Division of Epidemiology and Biostatistics, European Institute of Oncology, Via Ripamonti 435, 20141 Milan, Italy.
Breast Cancer Res Treat. 2010 Jul;122(1):211-7. doi: 10.1007/s10549-009-0668-7. Epub 2009 Dec 6.
Circulating tumor cell (CTC) count has been shown to be an independent predictor of progression in metastatic breast, prostate, and colorectal cancer. A cutpoint is generally used to identify favorable and unfavorable response groups. In this study, we propose an approach in which the number of CTCs is analyzed as a continuous predictor, to detect the shape of the relationship between CTCs and prognosis of metastatic breast cancer. We evaluated the association of baseline CTC with progression-free survival (PFS) and overall survival (OS) in a series of 80 patients treated for advanced breast cancer at the European Institute of Oncology, Milan. The association between CTCs and prognosis was analyzed with standard categorical survival analysis and spline regression models. At baseline, median age was 55 years; 33 patients were newly diagnosed with metastatic breast cancer (41%), while 28 (35%) and 19 (24%) were pretreated with one and two previous chemotherapy lines, respectively. After a median follow-up of 28 months, 76 disease progressions and 44 deaths were observed. Kaplan-Meier curves showed a clear association between CTCs and PFS (P-value 0.03) and OS (P-value < 0.01). Patients with no CTC at baseline had a significantly better prognosis. When analyzing the CTCs as a continuous variable, we found an increase in risk with increasing number of CTCs, for both PFS and OS. The increase rate lessened after approximately 5 CTCs. CTCs represent a robust prognostic factor in the metastatic breast cancer setting. A nonlinear increase in risk of both progression and death with increasing number of CTCs was observed, with a lessening increase after approximately 5 CTCs. If distinct prognostic groups are to be identified, women with no CTC could plausibly represent a distinct favorable one.

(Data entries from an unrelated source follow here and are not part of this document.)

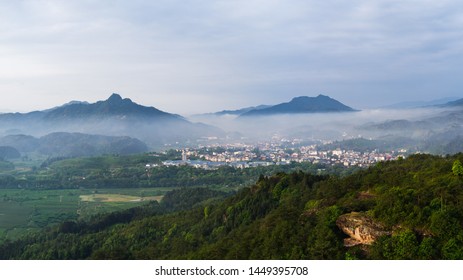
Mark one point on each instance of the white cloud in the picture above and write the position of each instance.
(228, 50)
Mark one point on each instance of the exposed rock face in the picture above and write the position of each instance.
(361, 229)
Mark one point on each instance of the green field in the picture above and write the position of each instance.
(22, 211)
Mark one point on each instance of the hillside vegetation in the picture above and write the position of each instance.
(418, 201)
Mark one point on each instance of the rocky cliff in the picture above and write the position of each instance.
(361, 228)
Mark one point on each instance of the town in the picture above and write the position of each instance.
(280, 152)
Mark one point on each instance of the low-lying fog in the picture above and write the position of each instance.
(370, 123)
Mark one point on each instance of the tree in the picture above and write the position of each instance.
(457, 168)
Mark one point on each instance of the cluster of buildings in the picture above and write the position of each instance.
(265, 154)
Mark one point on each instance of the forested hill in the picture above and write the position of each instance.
(411, 209)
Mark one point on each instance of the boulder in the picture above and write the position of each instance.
(360, 228)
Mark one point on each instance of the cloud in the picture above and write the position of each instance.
(252, 52)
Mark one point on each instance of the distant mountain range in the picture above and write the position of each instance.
(112, 117)
(240, 111)
(302, 105)
(298, 105)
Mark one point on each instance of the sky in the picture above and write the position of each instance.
(195, 56)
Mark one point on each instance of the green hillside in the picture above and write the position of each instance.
(417, 203)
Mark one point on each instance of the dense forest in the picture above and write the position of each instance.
(416, 201)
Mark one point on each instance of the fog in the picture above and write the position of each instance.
(436, 130)
(371, 123)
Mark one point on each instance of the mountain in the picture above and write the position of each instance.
(115, 116)
(301, 105)
(114, 106)
(65, 144)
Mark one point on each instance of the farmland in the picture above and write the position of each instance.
(23, 210)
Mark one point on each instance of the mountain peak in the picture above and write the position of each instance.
(304, 104)
(114, 98)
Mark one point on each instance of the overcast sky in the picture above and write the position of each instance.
(200, 56)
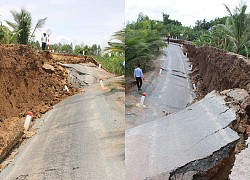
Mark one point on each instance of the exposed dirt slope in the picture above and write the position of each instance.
(219, 69)
(26, 85)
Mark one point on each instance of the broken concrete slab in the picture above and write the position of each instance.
(241, 168)
(156, 149)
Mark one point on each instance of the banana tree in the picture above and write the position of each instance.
(22, 25)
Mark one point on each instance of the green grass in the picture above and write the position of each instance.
(113, 64)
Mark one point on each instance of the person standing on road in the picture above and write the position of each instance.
(44, 41)
(138, 75)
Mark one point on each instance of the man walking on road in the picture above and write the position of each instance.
(44, 41)
(138, 75)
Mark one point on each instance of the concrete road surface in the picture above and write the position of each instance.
(167, 93)
(155, 149)
(81, 138)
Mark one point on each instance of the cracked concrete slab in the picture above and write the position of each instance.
(241, 168)
(155, 149)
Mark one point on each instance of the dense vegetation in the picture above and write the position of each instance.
(141, 41)
(21, 31)
(143, 37)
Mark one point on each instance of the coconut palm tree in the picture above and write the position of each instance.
(23, 26)
(237, 27)
(119, 45)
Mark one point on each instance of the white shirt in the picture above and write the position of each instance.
(44, 39)
(138, 72)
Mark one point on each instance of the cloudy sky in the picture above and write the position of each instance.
(76, 21)
(185, 11)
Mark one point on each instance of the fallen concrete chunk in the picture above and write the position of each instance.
(241, 168)
(156, 149)
(48, 68)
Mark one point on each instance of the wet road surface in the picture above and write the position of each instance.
(82, 137)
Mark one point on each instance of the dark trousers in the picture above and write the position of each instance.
(138, 82)
(43, 46)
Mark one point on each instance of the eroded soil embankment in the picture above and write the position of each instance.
(215, 69)
(26, 86)
(219, 70)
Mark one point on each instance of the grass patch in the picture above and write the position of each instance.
(113, 64)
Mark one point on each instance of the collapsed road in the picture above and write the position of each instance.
(198, 142)
(183, 144)
(82, 137)
(167, 93)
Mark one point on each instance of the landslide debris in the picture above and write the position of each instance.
(29, 81)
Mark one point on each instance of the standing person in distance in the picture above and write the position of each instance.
(138, 75)
(44, 41)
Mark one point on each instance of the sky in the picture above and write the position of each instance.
(185, 11)
(72, 21)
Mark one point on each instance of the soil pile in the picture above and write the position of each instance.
(28, 83)
(219, 70)
(72, 59)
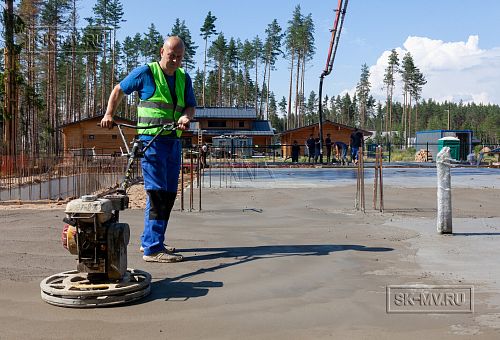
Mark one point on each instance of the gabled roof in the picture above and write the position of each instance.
(98, 117)
(365, 132)
(225, 112)
(259, 128)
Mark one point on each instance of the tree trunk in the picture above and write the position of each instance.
(290, 124)
(204, 75)
(297, 91)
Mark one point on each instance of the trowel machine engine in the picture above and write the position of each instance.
(93, 232)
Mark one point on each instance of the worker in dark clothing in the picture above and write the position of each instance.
(356, 142)
(328, 144)
(310, 148)
(295, 152)
(317, 149)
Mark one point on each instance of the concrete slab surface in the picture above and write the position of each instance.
(272, 263)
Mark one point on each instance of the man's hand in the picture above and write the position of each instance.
(183, 123)
(107, 121)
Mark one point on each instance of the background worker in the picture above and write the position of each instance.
(167, 96)
(310, 148)
(328, 144)
(295, 152)
(341, 152)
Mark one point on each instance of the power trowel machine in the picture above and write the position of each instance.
(93, 233)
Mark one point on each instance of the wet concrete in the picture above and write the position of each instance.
(272, 263)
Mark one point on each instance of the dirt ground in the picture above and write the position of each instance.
(271, 264)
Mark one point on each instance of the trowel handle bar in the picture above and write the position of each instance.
(166, 127)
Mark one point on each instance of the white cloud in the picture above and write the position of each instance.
(454, 70)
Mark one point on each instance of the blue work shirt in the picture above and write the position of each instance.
(141, 80)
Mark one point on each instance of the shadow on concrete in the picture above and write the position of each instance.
(170, 290)
(177, 288)
(274, 251)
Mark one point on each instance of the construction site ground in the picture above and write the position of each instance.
(272, 263)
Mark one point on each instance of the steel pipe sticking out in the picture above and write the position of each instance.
(444, 214)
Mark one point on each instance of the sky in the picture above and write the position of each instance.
(455, 43)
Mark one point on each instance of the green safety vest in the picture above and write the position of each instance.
(159, 108)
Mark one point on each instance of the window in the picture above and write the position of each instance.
(217, 123)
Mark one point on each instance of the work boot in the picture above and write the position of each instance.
(168, 249)
(162, 257)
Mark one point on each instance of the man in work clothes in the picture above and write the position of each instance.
(310, 148)
(328, 144)
(166, 94)
(356, 143)
(341, 152)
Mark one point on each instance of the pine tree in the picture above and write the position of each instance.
(389, 82)
(207, 30)
(180, 29)
(363, 93)
(152, 43)
(218, 52)
(272, 48)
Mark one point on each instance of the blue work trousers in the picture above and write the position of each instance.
(160, 168)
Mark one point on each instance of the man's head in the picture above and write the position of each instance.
(171, 54)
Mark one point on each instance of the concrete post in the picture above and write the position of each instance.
(444, 216)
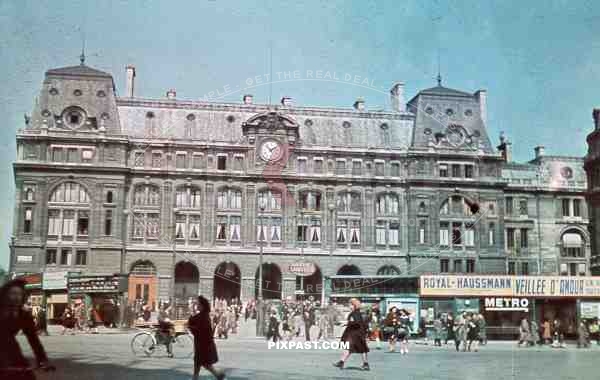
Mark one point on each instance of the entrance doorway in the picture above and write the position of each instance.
(272, 282)
(187, 279)
(227, 282)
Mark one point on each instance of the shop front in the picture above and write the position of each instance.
(103, 293)
(54, 285)
(505, 300)
(33, 287)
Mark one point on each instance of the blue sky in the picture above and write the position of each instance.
(536, 59)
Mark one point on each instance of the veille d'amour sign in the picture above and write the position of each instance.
(509, 286)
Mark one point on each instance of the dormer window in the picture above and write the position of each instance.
(74, 117)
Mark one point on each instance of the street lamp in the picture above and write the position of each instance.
(260, 312)
(331, 207)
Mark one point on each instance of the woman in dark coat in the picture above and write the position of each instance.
(205, 350)
(13, 318)
(355, 335)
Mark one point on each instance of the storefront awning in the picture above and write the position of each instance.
(572, 240)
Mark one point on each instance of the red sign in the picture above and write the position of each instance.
(302, 268)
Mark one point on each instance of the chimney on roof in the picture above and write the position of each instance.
(359, 104)
(505, 148)
(539, 151)
(286, 101)
(481, 97)
(130, 69)
(397, 97)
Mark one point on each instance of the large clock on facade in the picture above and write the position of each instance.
(271, 150)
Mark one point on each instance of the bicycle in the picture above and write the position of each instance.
(146, 343)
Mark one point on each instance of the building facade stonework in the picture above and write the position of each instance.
(180, 194)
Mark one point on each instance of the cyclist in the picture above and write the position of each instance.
(166, 329)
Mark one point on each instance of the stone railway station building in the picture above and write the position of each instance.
(108, 184)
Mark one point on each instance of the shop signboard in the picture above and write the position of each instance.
(302, 268)
(55, 280)
(96, 284)
(509, 286)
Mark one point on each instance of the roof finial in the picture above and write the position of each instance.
(82, 55)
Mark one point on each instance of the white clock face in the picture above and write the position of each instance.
(271, 151)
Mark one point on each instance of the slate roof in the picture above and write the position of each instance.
(78, 71)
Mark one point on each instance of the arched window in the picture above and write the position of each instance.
(229, 199)
(387, 204)
(572, 244)
(68, 212)
(146, 195)
(388, 270)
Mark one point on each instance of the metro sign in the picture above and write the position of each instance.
(507, 304)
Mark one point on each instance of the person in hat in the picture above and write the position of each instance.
(13, 319)
(355, 335)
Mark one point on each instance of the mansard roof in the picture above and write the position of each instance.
(78, 71)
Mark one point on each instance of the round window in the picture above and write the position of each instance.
(74, 117)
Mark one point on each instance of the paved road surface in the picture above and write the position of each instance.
(108, 356)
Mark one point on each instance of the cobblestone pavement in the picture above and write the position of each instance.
(108, 356)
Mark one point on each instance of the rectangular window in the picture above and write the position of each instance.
(422, 232)
(238, 163)
(83, 220)
(222, 228)
(222, 163)
(301, 166)
(395, 169)
(577, 207)
(457, 238)
(156, 160)
(356, 168)
(444, 266)
(470, 266)
(318, 166)
(180, 159)
(491, 234)
(340, 167)
(509, 203)
(524, 238)
(443, 170)
(108, 223)
(234, 226)
(510, 238)
(468, 171)
(28, 220)
(68, 223)
(444, 234)
(81, 257)
(523, 207)
(565, 207)
(380, 233)
(72, 155)
(138, 160)
(65, 256)
(469, 235)
(379, 169)
(275, 234)
(57, 154)
(197, 161)
(87, 155)
(511, 268)
(458, 266)
(51, 257)
(455, 170)
(394, 233)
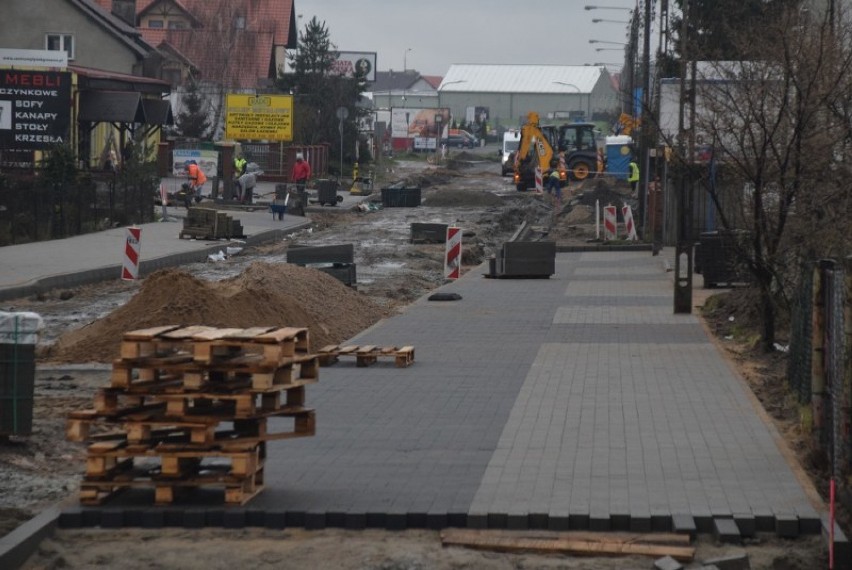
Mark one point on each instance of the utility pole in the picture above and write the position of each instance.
(683, 249)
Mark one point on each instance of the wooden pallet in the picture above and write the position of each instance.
(366, 355)
(209, 345)
(244, 372)
(149, 431)
(238, 491)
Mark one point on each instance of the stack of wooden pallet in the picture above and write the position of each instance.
(193, 407)
(207, 223)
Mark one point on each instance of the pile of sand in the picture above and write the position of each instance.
(263, 295)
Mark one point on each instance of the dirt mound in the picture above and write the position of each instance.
(449, 197)
(263, 295)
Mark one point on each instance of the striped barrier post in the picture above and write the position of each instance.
(609, 223)
(132, 247)
(452, 257)
(627, 212)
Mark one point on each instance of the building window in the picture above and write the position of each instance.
(60, 42)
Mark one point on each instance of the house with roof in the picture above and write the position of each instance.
(236, 44)
(510, 91)
(113, 73)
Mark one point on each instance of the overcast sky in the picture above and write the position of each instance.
(440, 33)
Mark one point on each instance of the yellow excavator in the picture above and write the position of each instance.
(537, 150)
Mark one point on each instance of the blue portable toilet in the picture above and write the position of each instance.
(618, 151)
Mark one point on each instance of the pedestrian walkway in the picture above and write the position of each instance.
(575, 402)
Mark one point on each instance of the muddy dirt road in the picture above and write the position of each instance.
(42, 469)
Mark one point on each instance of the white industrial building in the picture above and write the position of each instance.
(508, 92)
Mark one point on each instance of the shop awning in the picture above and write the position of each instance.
(158, 111)
(112, 107)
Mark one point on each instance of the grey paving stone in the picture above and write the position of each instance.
(726, 531)
(786, 525)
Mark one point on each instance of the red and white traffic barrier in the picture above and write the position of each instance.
(452, 257)
(627, 212)
(609, 222)
(132, 247)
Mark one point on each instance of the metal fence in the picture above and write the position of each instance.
(34, 209)
(819, 370)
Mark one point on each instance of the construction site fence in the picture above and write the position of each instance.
(275, 159)
(35, 209)
(820, 358)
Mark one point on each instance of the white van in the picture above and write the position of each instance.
(511, 142)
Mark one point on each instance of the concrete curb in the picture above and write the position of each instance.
(17, 546)
(146, 266)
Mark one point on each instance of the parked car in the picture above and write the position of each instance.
(460, 141)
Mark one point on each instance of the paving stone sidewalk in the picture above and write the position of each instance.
(579, 401)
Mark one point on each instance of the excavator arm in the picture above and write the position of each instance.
(534, 151)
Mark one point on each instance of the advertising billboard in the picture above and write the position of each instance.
(410, 123)
(259, 117)
(349, 61)
(35, 109)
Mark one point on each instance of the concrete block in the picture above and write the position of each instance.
(599, 523)
(112, 518)
(726, 531)
(71, 518)
(153, 518)
(295, 518)
(234, 519)
(194, 518)
(578, 521)
(255, 518)
(620, 522)
(746, 524)
(436, 521)
(640, 523)
(396, 521)
(355, 521)
(538, 521)
(667, 563)
(477, 520)
(314, 520)
(730, 562)
(214, 517)
(376, 520)
(275, 520)
(416, 519)
(173, 518)
(306, 255)
(786, 525)
(661, 523)
(684, 524)
(842, 547)
(559, 522)
(335, 519)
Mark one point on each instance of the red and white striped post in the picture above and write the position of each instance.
(452, 258)
(132, 247)
(609, 222)
(627, 212)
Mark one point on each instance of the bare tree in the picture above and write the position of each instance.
(779, 125)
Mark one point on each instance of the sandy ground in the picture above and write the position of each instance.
(44, 468)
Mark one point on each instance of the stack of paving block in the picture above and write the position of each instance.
(193, 407)
(207, 223)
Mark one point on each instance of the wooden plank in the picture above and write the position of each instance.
(150, 333)
(564, 544)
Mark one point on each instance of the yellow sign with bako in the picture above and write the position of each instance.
(259, 117)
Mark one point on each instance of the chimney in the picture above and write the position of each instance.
(125, 10)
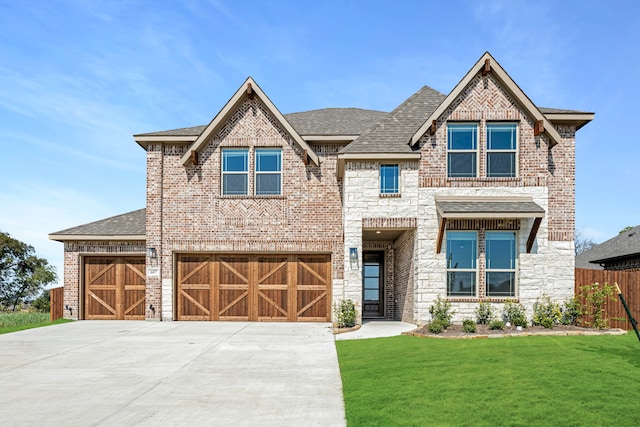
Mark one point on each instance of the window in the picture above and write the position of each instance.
(389, 179)
(501, 149)
(462, 147)
(268, 172)
(235, 171)
(501, 263)
(461, 263)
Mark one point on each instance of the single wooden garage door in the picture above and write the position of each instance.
(254, 287)
(114, 288)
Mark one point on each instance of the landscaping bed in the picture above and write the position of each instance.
(483, 331)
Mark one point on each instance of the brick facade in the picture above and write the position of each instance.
(328, 209)
(74, 251)
(195, 216)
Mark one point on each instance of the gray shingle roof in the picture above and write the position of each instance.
(128, 224)
(623, 245)
(335, 121)
(327, 121)
(393, 134)
(482, 207)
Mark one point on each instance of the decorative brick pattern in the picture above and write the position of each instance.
(404, 274)
(186, 211)
(383, 223)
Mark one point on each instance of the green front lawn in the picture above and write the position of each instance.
(18, 321)
(524, 381)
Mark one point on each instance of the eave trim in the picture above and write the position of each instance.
(507, 82)
(240, 95)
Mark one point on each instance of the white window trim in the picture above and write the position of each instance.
(223, 173)
(256, 173)
(465, 270)
(476, 151)
(516, 151)
(499, 270)
(399, 182)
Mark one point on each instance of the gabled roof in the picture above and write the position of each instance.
(335, 121)
(624, 245)
(506, 82)
(128, 226)
(248, 89)
(392, 134)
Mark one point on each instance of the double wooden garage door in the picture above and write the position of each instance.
(114, 288)
(254, 287)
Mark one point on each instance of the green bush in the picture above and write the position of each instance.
(496, 325)
(437, 326)
(514, 313)
(469, 326)
(546, 312)
(346, 314)
(595, 296)
(441, 310)
(484, 312)
(571, 312)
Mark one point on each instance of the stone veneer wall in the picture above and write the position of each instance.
(73, 253)
(187, 213)
(404, 270)
(363, 205)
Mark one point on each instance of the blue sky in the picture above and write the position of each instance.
(79, 78)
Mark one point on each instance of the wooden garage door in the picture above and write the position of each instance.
(254, 287)
(114, 288)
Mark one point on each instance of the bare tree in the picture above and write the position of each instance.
(582, 242)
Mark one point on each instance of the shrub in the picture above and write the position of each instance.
(514, 313)
(346, 314)
(437, 326)
(484, 312)
(496, 325)
(469, 326)
(546, 312)
(441, 310)
(595, 296)
(571, 312)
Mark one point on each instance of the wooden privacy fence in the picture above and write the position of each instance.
(56, 298)
(629, 282)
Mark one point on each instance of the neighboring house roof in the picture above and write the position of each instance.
(248, 89)
(624, 245)
(507, 83)
(128, 226)
(335, 121)
(393, 133)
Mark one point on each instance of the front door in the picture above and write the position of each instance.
(373, 285)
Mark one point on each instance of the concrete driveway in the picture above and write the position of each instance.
(171, 373)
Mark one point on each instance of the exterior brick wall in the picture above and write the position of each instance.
(73, 253)
(307, 217)
(403, 279)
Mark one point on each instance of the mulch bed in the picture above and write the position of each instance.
(482, 331)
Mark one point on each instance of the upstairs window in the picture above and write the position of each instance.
(462, 150)
(389, 178)
(501, 263)
(235, 171)
(501, 149)
(462, 247)
(268, 172)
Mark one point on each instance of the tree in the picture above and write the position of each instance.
(627, 228)
(22, 274)
(582, 242)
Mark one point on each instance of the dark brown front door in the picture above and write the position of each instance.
(373, 284)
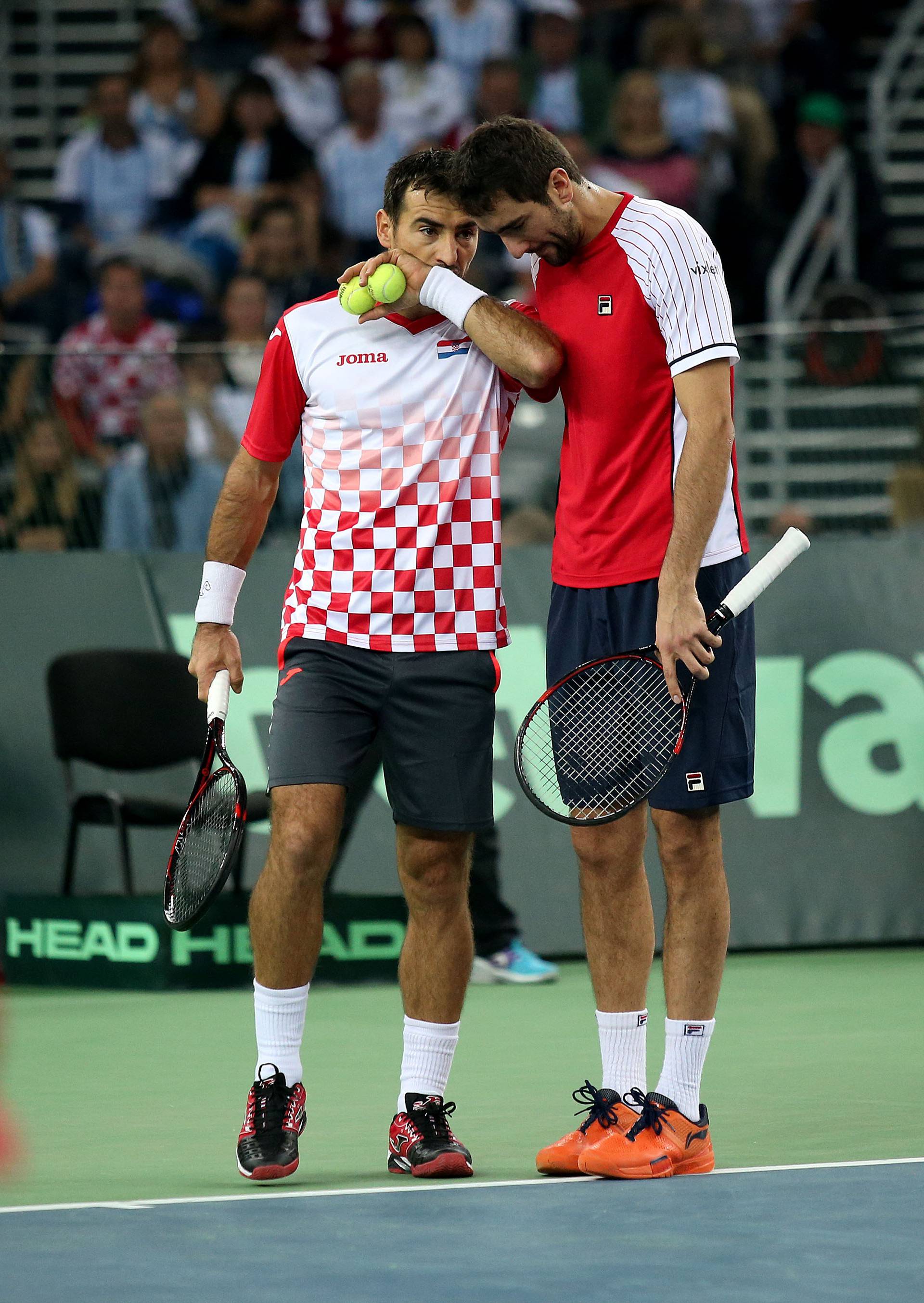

循环肿瘤细胞 (CTC) 计数已被证明是转移性乳腺癌、前列腺癌和结直肠癌进展的独立预测因子。通常使用一个截定点来识别有利和不利的反应组。在这项研究中,我们提出了一种方法,即将 CTC 数量分析为连续预测因子,以检测 CTC 与转移性乳腺癌预后之间的关系形状。我们评估了基线 CTC 与无进展生存期 (PFS) 和总生存期 (OS) 在米兰欧洲肿瘤研究所治疗的 80 例晚期乳腺癌患者中的关联。使用标准分类生存分析和样条回归模型分析 CTC 与预后之间的关系。基线时,中位年龄为 55 岁;33 例新诊断为转移性乳腺癌(41%),28 例(35%)和 19 例(24%)分别接受过一次和两次先前化疗。中位随访 28 个月后,观察到 76 例疾病进展和 44 例死亡。Kaplan-Meier 曲线显示 CTCs 与 PFS(P 值<0.01)和 OS(P 值<0.01)之间存在明显关联。基线时无 CTC 的患者预后明显更好。当将 CTC 分析为连续变量时,我们发现 CTCs 数量的增加与 PFS 和 OS 的风险增加有关。在大约 5 个 CTC 后,风险增加率降低。在转移性乳腺癌环境中,CTC 代表一个强大的预后因素。观察到随着 CTCs 数量的增加,进展和死亡的风险呈非线性增加,在大约 5 个 CTC 后,风险增加率降低。如果要确定不同的预后组,那么没有 CTC 的女性可能代表一个明显有利的预后组。